Teaching "topics" is less effective for rapid language acquisition than focusing on teaching frequently used concepts starting from the most frequently used to the least frequently used.


Consider the following: 
"There are more than 500,000 words in the English language, but a person who masters only 250 words will recognize more than two-thirds of all words shown in television captions -- provided the 250 words are those that are most frequently used.  Equally dramatic, a beginning reader could be taught just 10 words (the, you, to, a, I, and, of, in, it, that) and then recognize more than one out of every five words. Mastery of the top 79 words means being able to read half of all words captioned."
Source: Perspectives in Education and Deafness, Volume 16, Number 1, September/October 1997

The same principle applies to ASL (sign language) acquisition. Teaching specific subjects sacrifices more frequently used vocabulary for the sake of introducing less frequently used subject-related terms.

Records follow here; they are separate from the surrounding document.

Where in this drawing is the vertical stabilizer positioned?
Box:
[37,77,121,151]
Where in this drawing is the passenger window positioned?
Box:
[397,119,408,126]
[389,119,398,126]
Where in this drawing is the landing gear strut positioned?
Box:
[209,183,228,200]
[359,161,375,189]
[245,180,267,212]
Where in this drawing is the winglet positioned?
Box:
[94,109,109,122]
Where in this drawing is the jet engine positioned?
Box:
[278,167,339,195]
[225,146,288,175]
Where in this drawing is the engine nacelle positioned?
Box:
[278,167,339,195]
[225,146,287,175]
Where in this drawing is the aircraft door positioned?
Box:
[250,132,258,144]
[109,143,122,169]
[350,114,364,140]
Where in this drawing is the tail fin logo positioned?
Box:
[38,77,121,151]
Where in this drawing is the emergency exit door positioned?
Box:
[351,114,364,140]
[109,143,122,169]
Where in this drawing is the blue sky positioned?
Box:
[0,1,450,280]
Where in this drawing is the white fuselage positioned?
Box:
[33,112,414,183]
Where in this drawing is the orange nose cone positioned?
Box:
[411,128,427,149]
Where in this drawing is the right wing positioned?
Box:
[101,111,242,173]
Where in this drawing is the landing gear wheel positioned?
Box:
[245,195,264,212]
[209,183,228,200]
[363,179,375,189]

By focusing on teaching signs based on frequency (and not based on topic / subject) we empower students to quickly start having conversations using the signs they are most likely to need.

Compare language to a tool box. An efficient tool box has one each of the most commonly used tools - not 10 different screwdrivers.

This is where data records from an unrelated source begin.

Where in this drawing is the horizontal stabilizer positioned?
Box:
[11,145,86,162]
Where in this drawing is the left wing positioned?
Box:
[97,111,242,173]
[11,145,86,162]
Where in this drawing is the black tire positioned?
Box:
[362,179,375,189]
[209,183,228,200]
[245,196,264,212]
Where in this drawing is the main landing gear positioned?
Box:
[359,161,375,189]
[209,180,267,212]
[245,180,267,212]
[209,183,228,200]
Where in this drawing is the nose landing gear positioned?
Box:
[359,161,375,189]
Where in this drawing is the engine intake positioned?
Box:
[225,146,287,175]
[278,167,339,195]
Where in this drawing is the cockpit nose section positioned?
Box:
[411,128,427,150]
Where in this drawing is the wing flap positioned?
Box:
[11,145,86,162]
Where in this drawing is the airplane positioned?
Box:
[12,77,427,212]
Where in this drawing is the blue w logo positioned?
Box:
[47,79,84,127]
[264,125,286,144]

The same goes for students learning ASL.  Students need to learn a range of common signs not a list of 10 different colors.

During the early stages of learning ASL -- if you teach a group of students a bunch of signs based on a single topic such as colors -- for example:
BLACK
BLUE
BROWN
GOLD
GREEN
ORANGE
RED
SILVER
WHITE
YELLOW
-- the students still cannot meaningfully communicate.

However, if you teach 10 frequently used concepts such as:
APPLE
HAVE
Indexing-[IX] = [he/she/that-person/they/it/there]
LIKE
NO
Possession-[POSS] = [my/your/their]
RED
WANT
WHO
YES
The students can immediately start having fun communicating -- asking questions and answering them.

I'm not opposed to teaching deep dives on specific subjects.  However, the time to teach lessons based on "subjects" is *after* the student has rapidly acquired functional communication skills via focusing on more frequently used vocabulary.